Understanding the role of the Supreme Court in the political system requires placing its behavior in the context of what the other branches of government want. A central challenge is therefore estimating preferences in a manner that is comparable across the Supreme Court, Congress and the Presidency. This chapter develops such a method, relying on “bridge observations” of non-Court actors taking positions on Supreme Court cases. This chapter also identifies across-time preference change as a major challenge, providing a critique of Poole and Rosenthal NOMINATE scores and a critique of Martin and Quinn measures of judicial ideology.
Chapters 3, 4, 5: The Legal Doctrine Constraint
Are justices constrained by law? If so, how? And which justices? Debating whether the legal model or the attitudinal model best describes the court has been a staple of the political science literature on the Supreme Court for the last two decades and more. Part of the reason for the persistence of the debate is that the immense methodological challenges in parsing out these two perspectives. We provide a novel approach to identifying legally-constrained behavior – implicitly the comparing behavior of judges on Supreme Court cases to the positions taken by elected officials who are presumably less constrained by law. Using this method and the tools developed in Chapter 2 we find considerable evidence that law matters on the Supreme Court. We also find considerable heterogeneity across justices and probe the sources of these differences.
Chapter 6: Separation of Powers and the Strategic Constraint
Does Congress constrain the Supreme Court? There is an active debate on the question in the political science literature. We assess this question with two innovations.
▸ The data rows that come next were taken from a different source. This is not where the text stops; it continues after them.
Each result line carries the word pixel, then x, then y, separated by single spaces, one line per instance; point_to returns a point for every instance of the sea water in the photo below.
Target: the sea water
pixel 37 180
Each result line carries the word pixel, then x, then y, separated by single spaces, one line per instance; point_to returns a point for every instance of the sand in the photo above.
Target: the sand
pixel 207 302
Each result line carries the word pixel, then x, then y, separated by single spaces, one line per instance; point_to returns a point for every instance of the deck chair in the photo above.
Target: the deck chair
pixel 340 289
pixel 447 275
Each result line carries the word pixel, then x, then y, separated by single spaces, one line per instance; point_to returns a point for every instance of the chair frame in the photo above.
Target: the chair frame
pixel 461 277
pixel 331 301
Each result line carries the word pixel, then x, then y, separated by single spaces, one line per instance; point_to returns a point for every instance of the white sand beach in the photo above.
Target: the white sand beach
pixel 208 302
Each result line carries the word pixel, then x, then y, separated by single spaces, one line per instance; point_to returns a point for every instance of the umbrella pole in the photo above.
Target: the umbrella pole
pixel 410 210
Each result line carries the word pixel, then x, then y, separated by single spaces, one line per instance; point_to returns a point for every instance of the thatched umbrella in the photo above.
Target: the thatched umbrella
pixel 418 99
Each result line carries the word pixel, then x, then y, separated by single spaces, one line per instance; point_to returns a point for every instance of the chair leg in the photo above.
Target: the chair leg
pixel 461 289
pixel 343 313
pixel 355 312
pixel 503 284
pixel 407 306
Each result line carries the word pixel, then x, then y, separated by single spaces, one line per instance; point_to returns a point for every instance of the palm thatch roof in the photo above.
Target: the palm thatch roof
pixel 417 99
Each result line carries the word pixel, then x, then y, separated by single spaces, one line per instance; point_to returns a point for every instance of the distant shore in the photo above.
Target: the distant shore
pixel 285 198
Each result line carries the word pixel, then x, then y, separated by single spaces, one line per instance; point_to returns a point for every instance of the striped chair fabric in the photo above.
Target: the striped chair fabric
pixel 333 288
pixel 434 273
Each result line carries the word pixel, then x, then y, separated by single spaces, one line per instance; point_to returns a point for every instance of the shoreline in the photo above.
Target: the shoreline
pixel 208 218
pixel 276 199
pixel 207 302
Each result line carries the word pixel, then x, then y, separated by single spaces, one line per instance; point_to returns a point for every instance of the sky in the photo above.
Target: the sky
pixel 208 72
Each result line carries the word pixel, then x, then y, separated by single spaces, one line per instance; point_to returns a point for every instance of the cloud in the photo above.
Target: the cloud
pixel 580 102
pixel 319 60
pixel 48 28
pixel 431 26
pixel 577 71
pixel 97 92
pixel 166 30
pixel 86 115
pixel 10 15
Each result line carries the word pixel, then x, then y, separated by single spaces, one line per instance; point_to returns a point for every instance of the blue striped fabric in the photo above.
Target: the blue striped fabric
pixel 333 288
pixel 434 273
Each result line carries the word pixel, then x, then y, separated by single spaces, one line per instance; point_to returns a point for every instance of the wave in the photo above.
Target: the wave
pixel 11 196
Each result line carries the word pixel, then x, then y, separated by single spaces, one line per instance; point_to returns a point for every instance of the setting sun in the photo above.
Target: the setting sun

First, we use new measures of inter-institutional preferences. Second, we provide a new approach to statistical identification of such constraint, allowing us to build on existing models to not only test whether Congress constrains the Court on only statutory cases, but also a model where Congress constrains the Court on both statutory and constitutional. We find considerable evidence of constraint, both on statutory and constitutional cases.
Chapter 7: Signals from the Executive
Does The Solicitor General influence the Supreme Court? Most scholars believe this is the case, but as in earlier chapters statistical identification is very difficult. Building on the approaches we used in earlier chapters we develop and test theories of influence, finding that SGs have influenced justices, but not all equally. We also find evidence that some of the influence is informational; that is, justices appear in part to use the SG brief as an informational shortcut.